Moving Beyond the Basics: Machine Learning and AM
25 April 2018
In the era of Industry 4.0, manufacturing is increasingly heading towards a world of machine learning and artificial intelligence. A world where data-driven systems can be developed to enhance production processes. And additive manufacturing can leverage the benefits of machine learning to achieve greater efficiency, enhance product quality and optimise AM workflows.
Increasing efficiency with machine learning
As additive manufacturing scales up for end use production, advances in machine learning are not just limited to the prospect of self-driving cars. Machine learning can be used within additive manufacturing to drive efficiency in part by eliminating trial and error methods during the production process.
A large number of factors, such as part orientation or the design of support structures, can potentially affect the material structure of a part and lead to build failure. This inevitably means that the reason behind the failure of a build can be attributed to a number of variables. Typically, a trial and error approach has been applied in order to achieve a reliable printing process. However, as this involves going through a number of failures before reaching the optimal process,a trial and error approach inevitably lacks efficiency. Machine learning can help bypass a trial and error approach to production by developing a system to help machines determine the variables and parameters in advance, thereby optimising the production process.
The U.S. Navy’s Office of Naval Research (ONR) has recently partnered with data company Senvol to develop machine learning software that can analyse the relationship between AM process parameters and material performance. The aim is to enable ONR to reduce reliance on traditional material testing.
And research by the ADAPT Center in Colorado has already begun to explore how machine learning can identify the inside geometry of the part, predict the correct parameters for any new part and therefore optimise the printing process.

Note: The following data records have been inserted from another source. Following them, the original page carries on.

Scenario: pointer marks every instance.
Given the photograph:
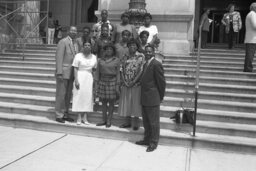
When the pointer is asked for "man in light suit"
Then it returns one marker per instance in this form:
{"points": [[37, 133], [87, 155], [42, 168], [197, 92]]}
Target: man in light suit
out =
{"points": [[152, 93], [65, 53]]}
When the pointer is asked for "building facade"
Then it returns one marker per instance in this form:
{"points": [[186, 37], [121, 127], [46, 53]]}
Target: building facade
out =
{"points": [[177, 20]]}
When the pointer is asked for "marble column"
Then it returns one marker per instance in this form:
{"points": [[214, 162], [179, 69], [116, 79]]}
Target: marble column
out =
{"points": [[174, 19]]}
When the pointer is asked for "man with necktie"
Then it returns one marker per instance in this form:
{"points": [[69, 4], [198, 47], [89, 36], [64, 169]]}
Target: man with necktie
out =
{"points": [[66, 50], [152, 93]]}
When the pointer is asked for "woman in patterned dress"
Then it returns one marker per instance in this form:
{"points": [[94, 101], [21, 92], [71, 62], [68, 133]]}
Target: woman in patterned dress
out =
{"points": [[108, 80], [131, 71]]}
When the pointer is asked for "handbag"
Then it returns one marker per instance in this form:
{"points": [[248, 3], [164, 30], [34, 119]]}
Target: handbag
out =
{"points": [[184, 116]]}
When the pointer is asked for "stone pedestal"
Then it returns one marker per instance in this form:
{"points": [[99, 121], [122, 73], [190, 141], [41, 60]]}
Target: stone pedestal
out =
{"points": [[174, 19]]}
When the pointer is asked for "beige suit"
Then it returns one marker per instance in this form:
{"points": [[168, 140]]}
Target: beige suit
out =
{"points": [[65, 53]]}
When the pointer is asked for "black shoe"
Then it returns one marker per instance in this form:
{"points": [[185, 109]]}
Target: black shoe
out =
{"points": [[108, 125], [68, 119], [126, 126], [142, 142], [151, 148], [60, 120], [101, 124], [135, 128]]}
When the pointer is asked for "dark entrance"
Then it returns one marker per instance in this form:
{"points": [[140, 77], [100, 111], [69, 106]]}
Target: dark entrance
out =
{"points": [[218, 8]]}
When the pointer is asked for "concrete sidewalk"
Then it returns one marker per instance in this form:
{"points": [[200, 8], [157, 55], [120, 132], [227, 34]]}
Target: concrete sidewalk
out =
{"points": [[29, 150]]}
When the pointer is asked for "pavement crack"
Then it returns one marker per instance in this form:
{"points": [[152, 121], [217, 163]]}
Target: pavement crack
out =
{"points": [[33, 151]]}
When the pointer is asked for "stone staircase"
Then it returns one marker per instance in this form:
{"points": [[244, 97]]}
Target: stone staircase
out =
{"points": [[226, 104]]}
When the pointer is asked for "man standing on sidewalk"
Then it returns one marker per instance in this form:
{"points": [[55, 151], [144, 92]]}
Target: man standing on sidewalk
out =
{"points": [[66, 51], [152, 93], [250, 38]]}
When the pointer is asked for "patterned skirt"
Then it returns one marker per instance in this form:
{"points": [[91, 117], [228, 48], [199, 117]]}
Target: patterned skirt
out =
{"points": [[107, 88]]}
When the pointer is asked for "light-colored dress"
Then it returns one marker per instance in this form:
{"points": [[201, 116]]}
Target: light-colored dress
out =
{"points": [[83, 98]]}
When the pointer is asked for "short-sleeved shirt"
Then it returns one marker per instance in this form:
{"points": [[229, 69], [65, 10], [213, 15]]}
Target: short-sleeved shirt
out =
{"points": [[85, 63], [97, 28], [152, 29], [120, 28], [109, 66], [121, 51]]}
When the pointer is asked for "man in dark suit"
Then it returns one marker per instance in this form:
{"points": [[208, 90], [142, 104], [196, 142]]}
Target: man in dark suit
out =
{"points": [[66, 50], [152, 93]]}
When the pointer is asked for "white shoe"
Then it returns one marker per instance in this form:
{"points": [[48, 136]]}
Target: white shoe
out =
{"points": [[79, 119]]}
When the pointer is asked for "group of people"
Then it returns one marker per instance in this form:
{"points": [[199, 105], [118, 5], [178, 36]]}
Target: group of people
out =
{"points": [[233, 23], [117, 64]]}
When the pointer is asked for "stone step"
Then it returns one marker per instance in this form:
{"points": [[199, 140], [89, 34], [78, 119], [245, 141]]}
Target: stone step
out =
{"points": [[211, 73], [212, 87], [20, 75], [205, 62], [235, 97], [204, 67], [28, 82], [167, 137], [27, 69], [27, 90], [30, 59], [27, 51], [25, 63], [211, 104], [27, 99], [204, 58], [226, 116], [214, 80], [211, 127], [28, 54], [26, 109]]}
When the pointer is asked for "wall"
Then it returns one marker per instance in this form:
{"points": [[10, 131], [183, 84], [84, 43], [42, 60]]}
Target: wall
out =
{"points": [[174, 19], [61, 10]]}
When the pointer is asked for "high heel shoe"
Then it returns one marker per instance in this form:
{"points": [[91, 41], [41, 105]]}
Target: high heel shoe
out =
{"points": [[79, 119], [101, 124], [108, 125]]}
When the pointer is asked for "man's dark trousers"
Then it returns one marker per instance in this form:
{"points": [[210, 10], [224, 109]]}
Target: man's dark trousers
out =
{"points": [[151, 123]]}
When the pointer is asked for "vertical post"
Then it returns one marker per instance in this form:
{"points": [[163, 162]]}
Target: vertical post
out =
{"points": [[197, 78], [47, 12]]}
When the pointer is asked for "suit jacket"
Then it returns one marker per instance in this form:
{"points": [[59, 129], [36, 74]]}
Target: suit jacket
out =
{"points": [[64, 58], [152, 84]]}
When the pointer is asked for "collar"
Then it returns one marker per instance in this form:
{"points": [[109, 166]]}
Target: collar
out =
{"points": [[149, 61], [100, 22]]}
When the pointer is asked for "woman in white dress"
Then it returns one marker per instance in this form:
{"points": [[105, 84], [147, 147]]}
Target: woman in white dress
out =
{"points": [[83, 64]]}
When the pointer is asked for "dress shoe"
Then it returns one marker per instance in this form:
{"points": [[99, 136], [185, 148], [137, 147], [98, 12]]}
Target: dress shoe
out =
{"points": [[126, 126], [108, 125], [101, 124], [135, 128], [60, 120], [68, 119], [151, 148], [142, 142]]}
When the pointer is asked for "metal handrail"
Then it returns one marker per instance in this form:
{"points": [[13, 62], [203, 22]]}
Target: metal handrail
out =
{"points": [[197, 78]]}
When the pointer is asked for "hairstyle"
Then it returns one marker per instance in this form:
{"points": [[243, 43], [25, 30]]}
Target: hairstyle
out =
{"points": [[72, 27], [147, 15], [104, 10], [230, 5], [86, 27], [87, 41], [144, 32], [253, 7], [151, 46], [125, 14], [133, 41], [111, 45], [105, 25], [126, 31]]}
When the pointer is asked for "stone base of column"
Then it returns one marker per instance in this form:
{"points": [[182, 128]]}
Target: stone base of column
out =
{"points": [[175, 31]]}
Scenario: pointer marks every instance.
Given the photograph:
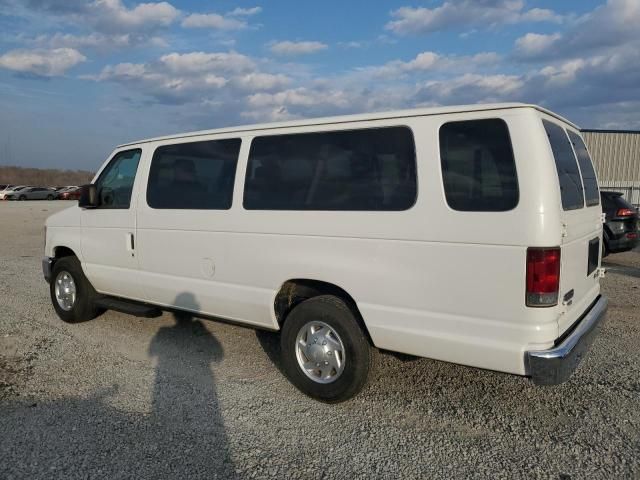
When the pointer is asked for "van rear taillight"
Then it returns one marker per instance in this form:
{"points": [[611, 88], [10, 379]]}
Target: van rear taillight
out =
{"points": [[543, 277]]}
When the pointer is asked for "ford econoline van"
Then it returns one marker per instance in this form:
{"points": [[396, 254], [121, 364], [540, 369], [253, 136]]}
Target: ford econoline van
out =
{"points": [[466, 234]]}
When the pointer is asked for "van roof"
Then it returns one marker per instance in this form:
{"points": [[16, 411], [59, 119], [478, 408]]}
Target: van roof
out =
{"points": [[415, 112]]}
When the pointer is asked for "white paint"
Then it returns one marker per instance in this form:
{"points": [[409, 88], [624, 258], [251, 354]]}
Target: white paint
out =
{"points": [[428, 281]]}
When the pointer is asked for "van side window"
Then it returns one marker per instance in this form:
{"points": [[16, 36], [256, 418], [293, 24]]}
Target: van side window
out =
{"points": [[115, 183], [589, 179], [478, 168], [355, 170], [571, 190], [195, 175]]}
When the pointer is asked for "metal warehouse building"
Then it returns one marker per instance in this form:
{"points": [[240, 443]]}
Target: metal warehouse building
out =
{"points": [[616, 155]]}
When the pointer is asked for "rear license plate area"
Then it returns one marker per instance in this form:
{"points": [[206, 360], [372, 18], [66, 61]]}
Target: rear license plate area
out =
{"points": [[594, 254]]}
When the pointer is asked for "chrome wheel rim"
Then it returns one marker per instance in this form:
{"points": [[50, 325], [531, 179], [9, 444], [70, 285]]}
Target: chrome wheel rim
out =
{"points": [[65, 290], [320, 352]]}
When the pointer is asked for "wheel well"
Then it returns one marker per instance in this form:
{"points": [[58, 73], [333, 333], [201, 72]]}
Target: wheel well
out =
{"points": [[60, 252], [294, 291]]}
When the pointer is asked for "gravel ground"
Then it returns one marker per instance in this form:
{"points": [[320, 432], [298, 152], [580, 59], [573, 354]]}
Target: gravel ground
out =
{"points": [[122, 397]]}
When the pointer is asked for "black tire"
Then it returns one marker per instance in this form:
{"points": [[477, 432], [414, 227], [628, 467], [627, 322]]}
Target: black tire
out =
{"points": [[84, 307], [358, 352]]}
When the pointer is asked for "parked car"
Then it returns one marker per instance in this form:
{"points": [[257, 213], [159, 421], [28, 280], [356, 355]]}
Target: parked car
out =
{"points": [[4, 189], [621, 223], [69, 193], [455, 233], [10, 190], [32, 193]]}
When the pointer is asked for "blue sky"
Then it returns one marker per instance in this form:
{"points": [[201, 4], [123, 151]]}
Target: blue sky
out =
{"points": [[78, 77]]}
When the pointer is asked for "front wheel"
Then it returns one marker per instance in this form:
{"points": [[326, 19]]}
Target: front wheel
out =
{"points": [[325, 352], [72, 295]]}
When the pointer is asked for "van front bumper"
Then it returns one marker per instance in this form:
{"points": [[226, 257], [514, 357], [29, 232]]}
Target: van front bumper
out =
{"points": [[47, 265], [555, 366]]}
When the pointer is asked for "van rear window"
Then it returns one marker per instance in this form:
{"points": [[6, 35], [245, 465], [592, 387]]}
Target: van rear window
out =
{"points": [[589, 179], [478, 167], [354, 170], [571, 190]]}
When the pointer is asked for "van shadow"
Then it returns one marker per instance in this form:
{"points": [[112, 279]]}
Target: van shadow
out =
{"points": [[183, 436], [184, 391]]}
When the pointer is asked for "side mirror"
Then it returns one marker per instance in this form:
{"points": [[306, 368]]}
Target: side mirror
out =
{"points": [[88, 196]]}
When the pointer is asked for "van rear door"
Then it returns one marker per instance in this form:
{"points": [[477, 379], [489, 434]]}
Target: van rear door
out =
{"points": [[581, 223]]}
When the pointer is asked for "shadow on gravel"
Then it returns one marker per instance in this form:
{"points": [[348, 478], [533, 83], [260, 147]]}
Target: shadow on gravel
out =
{"points": [[183, 436], [270, 343]]}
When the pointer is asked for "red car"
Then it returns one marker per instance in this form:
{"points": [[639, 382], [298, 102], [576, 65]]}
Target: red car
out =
{"points": [[69, 194]]}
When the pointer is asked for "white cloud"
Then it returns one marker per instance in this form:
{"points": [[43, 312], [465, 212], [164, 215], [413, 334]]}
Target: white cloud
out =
{"points": [[465, 13], [197, 62], [534, 44], [96, 41], [204, 78], [607, 27], [114, 16], [262, 81], [431, 62], [245, 12], [45, 63], [288, 48], [213, 21], [472, 88]]}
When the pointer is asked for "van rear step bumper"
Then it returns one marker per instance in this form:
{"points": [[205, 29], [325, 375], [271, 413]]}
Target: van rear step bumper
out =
{"points": [[555, 366]]}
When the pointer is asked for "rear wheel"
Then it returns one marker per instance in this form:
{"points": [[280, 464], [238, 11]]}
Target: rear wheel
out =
{"points": [[325, 352], [72, 295]]}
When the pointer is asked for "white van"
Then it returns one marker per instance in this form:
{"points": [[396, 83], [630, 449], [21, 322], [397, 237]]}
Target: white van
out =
{"points": [[466, 234]]}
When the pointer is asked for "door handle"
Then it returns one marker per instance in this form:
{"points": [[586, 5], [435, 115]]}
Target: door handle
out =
{"points": [[130, 243]]}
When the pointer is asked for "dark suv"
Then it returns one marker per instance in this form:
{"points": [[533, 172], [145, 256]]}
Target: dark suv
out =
{"points": [[621, 223]]}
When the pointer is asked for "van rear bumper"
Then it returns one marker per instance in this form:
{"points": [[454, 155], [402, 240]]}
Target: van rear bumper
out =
{"points": [[555, 366]]}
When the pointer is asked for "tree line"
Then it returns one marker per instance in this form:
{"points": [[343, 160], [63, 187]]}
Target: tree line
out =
{"points": [[46, 177]]}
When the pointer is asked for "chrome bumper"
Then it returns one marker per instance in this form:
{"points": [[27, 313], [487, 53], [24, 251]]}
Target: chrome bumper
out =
{"points": [[555, 366], [47, 265]]}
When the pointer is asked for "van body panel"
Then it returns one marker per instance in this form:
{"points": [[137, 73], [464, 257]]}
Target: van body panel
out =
{"points": [[578, 228], [428, 281]]}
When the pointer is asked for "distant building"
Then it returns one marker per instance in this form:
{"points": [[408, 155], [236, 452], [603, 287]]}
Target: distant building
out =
{"points": [[616, 155]]}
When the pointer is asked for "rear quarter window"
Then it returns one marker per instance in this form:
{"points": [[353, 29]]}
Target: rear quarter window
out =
{"points": [[478, 166], [571, 190], [589, 180]]}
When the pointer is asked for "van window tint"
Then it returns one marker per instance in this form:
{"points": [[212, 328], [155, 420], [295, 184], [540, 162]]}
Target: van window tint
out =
{"points": [[115, 184], [478, 167], [195, 175], [589, 179], [571, 191], [370, 169]]}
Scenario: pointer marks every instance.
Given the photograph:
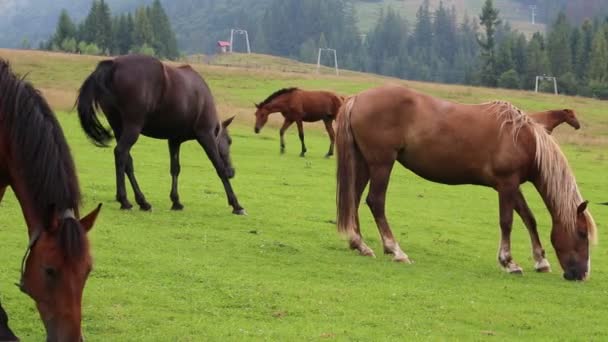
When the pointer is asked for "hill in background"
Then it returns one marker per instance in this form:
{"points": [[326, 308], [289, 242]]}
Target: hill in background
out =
{"points": [[199, 23]]}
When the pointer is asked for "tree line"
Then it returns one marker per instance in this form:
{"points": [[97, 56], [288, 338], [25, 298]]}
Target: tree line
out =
{"points": [[482, 50], [147, 30]]}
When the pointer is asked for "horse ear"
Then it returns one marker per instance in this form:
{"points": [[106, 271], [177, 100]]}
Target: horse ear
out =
{"points": [[226, 123], [582, 207], [88, 221], [54, 222]]}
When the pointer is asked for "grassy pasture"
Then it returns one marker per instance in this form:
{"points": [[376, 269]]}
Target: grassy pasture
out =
{"points": [[282, 273]]}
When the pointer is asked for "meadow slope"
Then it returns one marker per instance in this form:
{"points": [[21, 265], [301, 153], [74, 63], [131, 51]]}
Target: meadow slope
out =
{"points": [[282, 272]]}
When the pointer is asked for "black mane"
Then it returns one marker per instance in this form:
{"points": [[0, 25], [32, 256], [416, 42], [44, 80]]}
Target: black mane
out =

Using machine learning to enhance quality processes
Machine learning can also be implemented to add another layer of quality control to the production process as machines are eventually able to self-correct and supervise themselves. Using machine learning technology, large amounts of data can be analysed and used to provide a real time status of each production stage. Machines can use algorithms to find patterns in production data, and from this construct predictive models, refined through comparisons with real data.
Last year, GE revealed its research into the use of machine intelligence and digital twin to enhance machine and material performance for metal 3D printing. Through its research into machine learning, GE aims to reduce material waste through the detection of quality process problems, with the ultimate goal being a 100% yield. GE’s research aims to achieve full visibility into each layer of a part build, training the machine to recognise problems with the build itself. This will allow users to see the mechanics and structure of a build as well as identify issues earlier in the process.
Other use cases of machine learning
Additive manufacturing has proven to be an ideal solution for the spare parts industry, due to the high costs of storing and maintaining an inventory of spare parts. Additive manufacturing solves this problem by enabling manufacturers to produce and supply spare parts on demand at the point of need.
And yet, machine learning can take this solution one step further to improve the efficiency of the production process as improve predictive capabilities. In the case of discrete manufacturing for example, companies can make use of predictive maintenance models to predict the lifespan of a specific part. Machine learning can also be used to identify when a customer needs to replace parts using a preset data schedule, enabling manufacturers to send replacement parts ahead of time. Manufacturers should therefore consider using machine learning to reduce costs and ensure higher customer satisfaction.
Machine learning – a huge potential for AM
Machine learning has the potential to enhance production processes, guide decision-making and ultimately transform business models. Applications of machine learning for AM are numerous, ranging from enhancing design processes to improving efficiency and even determining the printability of a 3D object before the printing process has begun. However, implementing machine learning and AI systems is also not without its own challenges, requiring strategic planning and investment in both software and hardware infrastructure. But within the era of Industry 4.0, it is clear that the use of machine learning, AI and big data for AM is only at the tip of the iceberg.